Space shuttle Atlantis in historic final lift-off
Baku, July 9 (AZERTAC). The 135th and final space shuttle mission has lifted off from Cape Canaveral in Florida, according to BBC News.
Space shuttle Atlantis was launched into history at 1129 local time (1529 GMT; 1629 BST) on Friday.
The 12-day mission will ferry 3.5 tons of supplies to the International Space Station. Upon its return, the 30-year space shuttle program will come to a close, with Atlantis and the other two shuttles retired to museums.
For much of the week, a launch had been thought highly unlikely.
The weather on Thursday had thrown torrential rain at the orbiter, and forecasters had been talking grimly of similar conditions developing on Friday.

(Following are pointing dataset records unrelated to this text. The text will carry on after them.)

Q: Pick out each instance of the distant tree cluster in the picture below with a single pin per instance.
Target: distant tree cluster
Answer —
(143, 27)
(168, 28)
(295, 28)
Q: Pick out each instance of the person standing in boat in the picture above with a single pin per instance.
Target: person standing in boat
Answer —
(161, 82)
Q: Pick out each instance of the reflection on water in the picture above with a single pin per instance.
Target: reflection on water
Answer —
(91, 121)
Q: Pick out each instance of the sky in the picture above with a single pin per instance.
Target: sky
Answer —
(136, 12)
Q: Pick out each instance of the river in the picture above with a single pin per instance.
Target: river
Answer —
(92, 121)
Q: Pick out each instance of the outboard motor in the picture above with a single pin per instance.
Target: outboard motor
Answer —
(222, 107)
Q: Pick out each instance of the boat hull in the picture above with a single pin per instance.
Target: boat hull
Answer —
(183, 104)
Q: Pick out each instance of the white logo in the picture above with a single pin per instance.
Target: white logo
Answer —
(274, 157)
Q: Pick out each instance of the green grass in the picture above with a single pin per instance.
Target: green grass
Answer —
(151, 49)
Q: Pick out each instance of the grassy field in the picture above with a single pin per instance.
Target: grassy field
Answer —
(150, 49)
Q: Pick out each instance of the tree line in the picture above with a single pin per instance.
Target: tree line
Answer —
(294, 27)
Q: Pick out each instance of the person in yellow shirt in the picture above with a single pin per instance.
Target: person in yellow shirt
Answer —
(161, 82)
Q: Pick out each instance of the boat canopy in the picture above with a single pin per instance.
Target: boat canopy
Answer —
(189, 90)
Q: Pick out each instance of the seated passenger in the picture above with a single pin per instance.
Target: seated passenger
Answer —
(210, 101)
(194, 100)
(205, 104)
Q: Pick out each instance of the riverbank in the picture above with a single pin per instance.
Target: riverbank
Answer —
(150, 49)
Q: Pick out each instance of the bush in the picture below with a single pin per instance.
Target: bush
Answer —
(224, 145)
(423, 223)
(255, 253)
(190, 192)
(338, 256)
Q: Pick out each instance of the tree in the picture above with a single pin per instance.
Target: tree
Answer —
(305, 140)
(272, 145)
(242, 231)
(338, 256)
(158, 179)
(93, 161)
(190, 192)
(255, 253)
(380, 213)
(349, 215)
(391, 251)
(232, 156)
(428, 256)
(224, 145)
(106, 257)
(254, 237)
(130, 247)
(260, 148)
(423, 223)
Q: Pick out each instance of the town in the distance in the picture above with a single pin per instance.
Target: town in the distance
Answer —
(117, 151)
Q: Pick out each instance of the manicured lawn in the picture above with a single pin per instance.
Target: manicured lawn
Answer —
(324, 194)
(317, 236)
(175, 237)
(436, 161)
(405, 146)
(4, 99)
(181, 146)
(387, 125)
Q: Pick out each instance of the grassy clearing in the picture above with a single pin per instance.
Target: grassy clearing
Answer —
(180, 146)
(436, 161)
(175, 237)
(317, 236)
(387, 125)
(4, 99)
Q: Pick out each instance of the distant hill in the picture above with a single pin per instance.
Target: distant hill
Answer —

But the promised showers never materialized and controllers in the “firing room” gave the “go” for the ascent after a positive poll from their ground teams.
Launch director Mike Leinbach told the Atlantis crew - Chris Ferguson, Doug Hurley, Sandy Magnus and Rex Walheim - to “have a little fun up there” with “a true American icon”.
Leinbach`s call prompted a huge cheer from the thousands of guests inside the Kennedy Space Center and a rush to grab the best viewing positions.
Many lined the tops of buildings around KSC; others went down by the famous countdown clock on the lawn in front of the press complex.
For a few moments, it seemed there might be a cruel disappointment when the count was suddenly stopped at 31 seconds to check equipment on the launch pad would not obstruct a clean get away by the orbiter. But once a safe situation was established, the count picked up again and Atlantis soon raced skyward.
The spectators inside KSC, and the hundreds of thousands more people outside the centre, did not see the orbiter`s climb for long.
Within a minute she had disappeared through a bank of cloud for the chase out over the Atlantic and a rendezvous with the International Space Station (ISS) on Sunday.
The ship and her crew will spend seven days docked at the orbiting platform.